In [ ]:

# Copyright (c) Meta Platforms, Inc. and affiliates. All rights reserved.

Fit a volume via raymarching¶

This tutorial shows how to fit a volume given a set of views of a scene using differentiable volumetric rendering.

More specifically, this tutorial will explain how to:

Create a differentiable volumetric renderer.
Create a Volumetric model (including how to use the Volumes class).
Fit the volume based on the images using the differentiable volumetric renderer.
Visualize the predicted volume.

0. Install and Import modules¶

Ensure torch and torchvision are installed. If pytorch3d is not installed, install it using the following cell:

In [ ]:

import os
import sys
import torch
need_pytorch3d=False
try:
    import pytorch3d
except ModuleNotFoundError:
    need_pytorch3d=True
if need_pytorch3d:
    if torch.__version__.startswith("2.2.") and sys.platform.startswith("linux"):
        # We try to install PyTorch3D via a released wheel.
        pyt_version_str=torch.__version__.split("+")[0].replace(".", "")
        version_str="".join([
            f"py3{sys.version_info.minor}_cu",
            torch.version.cuda.replace(".",""),
            f"_pyt{pyt_version_str}"
        ])
        !pip install fvcore iopath
        !pip install --no-index --no-cache-dir pytorch3d -f https://dl.fbaipublicfiles.com/pytorch3d/packaging/wheels/{version_str}/download.html
    else:
        # We try to install PyTorch3D from source.
        !pip install 'git+https://github.com/facebookresearch/pytorch3d.git@stable'

In [ ]:

import os
import sys
import time
import json
import glob
import torch
import math
from tqdm.notebook import tqdm
import matplotlib.pyplot as plt
import numpy as np
from PIL import Image
from IPython import display

# Data structures and functions for rendering
from pytorch3d.structures import Volumes
from pytorch3d.renderer import (
    FoVPerspectiveCameras, 
    VolumeRenderer,
    NDCMultinomialRaysampler,
    EmissionAbsorptionRaymarcher
)
from pytorch3d.transforms import so3_exp_map

# obtain the utilized device
if torch.cuda.is_available():
    device = torch.device("cuda:0")
    torch.cuda.set_device(device)
else:
    device = torch.device("cpu")

In [ ]:

!wget https://raw.githubusercontent.com/facebookresearch/pytorch3d/main/docs/tutorials/utils/plot_image_grid.py
!wget https://raw.githubusercontent.com/facebookresearch/pytorch3d/main/docs/tutorials/utils/generate_cow_renders.py
from plot_image_grid import image_grid
from generate_cow_renders import generate_cow_renders

OR if running locally uncomment and run the following cell:

In [ ]:

# from utils.generate_cow_renders import generate_cow_renders
# from utils import image_grid

1. Generate images of the scene and masks¶

The following cell generates our training data. It renders the cow mesh from the fit_textured_mesh.ipynb tutorial from several viewpoints and returns:

A batch of image and silhouette tensors that are produced by the cow mesh renderer.
A set of cameras corresponding to each render.
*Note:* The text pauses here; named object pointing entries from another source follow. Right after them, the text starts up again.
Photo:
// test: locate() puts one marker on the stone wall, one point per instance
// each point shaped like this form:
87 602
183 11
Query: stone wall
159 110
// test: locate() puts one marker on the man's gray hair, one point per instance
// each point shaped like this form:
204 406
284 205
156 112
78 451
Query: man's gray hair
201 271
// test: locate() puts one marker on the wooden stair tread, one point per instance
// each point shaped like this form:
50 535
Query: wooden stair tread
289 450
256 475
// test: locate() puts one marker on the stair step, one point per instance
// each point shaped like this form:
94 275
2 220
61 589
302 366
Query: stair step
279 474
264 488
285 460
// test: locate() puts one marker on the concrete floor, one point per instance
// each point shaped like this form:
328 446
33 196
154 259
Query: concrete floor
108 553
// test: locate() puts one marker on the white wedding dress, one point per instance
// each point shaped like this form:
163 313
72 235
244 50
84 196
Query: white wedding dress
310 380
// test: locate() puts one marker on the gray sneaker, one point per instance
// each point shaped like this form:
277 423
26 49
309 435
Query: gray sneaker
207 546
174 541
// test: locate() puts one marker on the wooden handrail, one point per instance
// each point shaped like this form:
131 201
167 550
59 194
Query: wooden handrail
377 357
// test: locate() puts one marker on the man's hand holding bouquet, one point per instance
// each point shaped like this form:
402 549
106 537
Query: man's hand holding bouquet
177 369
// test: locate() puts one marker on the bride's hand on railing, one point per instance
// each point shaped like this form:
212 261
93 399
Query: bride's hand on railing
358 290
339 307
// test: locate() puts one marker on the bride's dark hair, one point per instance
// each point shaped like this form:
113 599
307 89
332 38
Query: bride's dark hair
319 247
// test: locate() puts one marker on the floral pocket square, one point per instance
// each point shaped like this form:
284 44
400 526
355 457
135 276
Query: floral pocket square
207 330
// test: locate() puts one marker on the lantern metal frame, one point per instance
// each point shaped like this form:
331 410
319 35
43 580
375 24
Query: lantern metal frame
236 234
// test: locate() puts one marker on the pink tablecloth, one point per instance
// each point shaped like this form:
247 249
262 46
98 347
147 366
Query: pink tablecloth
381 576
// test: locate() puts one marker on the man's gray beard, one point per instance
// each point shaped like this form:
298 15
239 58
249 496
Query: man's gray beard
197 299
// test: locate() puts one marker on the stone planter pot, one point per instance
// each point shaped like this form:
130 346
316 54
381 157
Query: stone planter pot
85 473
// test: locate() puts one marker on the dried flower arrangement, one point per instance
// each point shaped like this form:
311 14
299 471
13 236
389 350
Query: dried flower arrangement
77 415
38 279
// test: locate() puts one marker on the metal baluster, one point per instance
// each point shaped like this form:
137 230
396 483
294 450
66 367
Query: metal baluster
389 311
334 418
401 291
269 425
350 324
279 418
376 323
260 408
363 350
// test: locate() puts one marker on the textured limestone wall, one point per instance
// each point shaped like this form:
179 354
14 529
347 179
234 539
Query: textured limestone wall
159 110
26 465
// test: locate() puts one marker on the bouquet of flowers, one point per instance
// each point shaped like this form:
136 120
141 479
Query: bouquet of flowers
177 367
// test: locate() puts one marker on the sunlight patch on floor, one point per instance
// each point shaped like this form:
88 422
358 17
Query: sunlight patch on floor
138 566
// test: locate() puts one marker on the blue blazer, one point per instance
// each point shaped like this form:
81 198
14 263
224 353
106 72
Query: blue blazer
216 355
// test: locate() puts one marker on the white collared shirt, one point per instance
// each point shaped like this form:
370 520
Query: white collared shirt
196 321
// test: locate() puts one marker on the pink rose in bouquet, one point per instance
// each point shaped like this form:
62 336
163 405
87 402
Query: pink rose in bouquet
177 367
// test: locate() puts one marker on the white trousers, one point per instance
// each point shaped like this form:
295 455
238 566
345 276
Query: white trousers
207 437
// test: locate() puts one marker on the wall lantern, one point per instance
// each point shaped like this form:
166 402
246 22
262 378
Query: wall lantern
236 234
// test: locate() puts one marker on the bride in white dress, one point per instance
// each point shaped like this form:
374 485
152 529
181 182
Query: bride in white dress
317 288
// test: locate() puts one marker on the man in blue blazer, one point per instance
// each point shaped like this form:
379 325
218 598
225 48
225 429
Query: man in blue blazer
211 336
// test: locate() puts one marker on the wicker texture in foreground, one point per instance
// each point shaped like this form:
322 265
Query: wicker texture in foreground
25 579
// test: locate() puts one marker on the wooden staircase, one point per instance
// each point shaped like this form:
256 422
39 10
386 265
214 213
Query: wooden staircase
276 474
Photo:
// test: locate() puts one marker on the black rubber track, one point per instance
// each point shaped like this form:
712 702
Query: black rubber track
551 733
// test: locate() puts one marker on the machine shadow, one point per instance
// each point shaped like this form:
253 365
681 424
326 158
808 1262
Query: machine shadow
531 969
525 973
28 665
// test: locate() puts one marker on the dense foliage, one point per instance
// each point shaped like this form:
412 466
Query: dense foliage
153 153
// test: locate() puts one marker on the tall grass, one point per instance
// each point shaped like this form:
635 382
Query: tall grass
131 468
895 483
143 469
Note: For the purpose of this tutorial, which aims at explaining the details of volumetric rendering, we do not explain how the mesh rendering, implemented in the generate_cow_renders function, works. Please refer to fit_textured_mesh.ipynb for a detailed explanation of mesh rendering.

In [ ]:

target_cameras, target_images, target_silhouettes = generate_cow_renders(num_views=40)
print(f'Generated {len(target_images)} images/silhouettes/cameras.')

2. Initialize the volumetric renderer¶

The following initializes a volumetric renderer that emits a ray from each pixel of a target image and samples a set of uniformly-spaced points along the ray. At each ray-point, the corresponding density and color value is obtained by querying the corresponding location in the volumetric model of the scene (the model is described & instantiated in a later cell).

The renderer is composed of a raymarcher and a raysampler.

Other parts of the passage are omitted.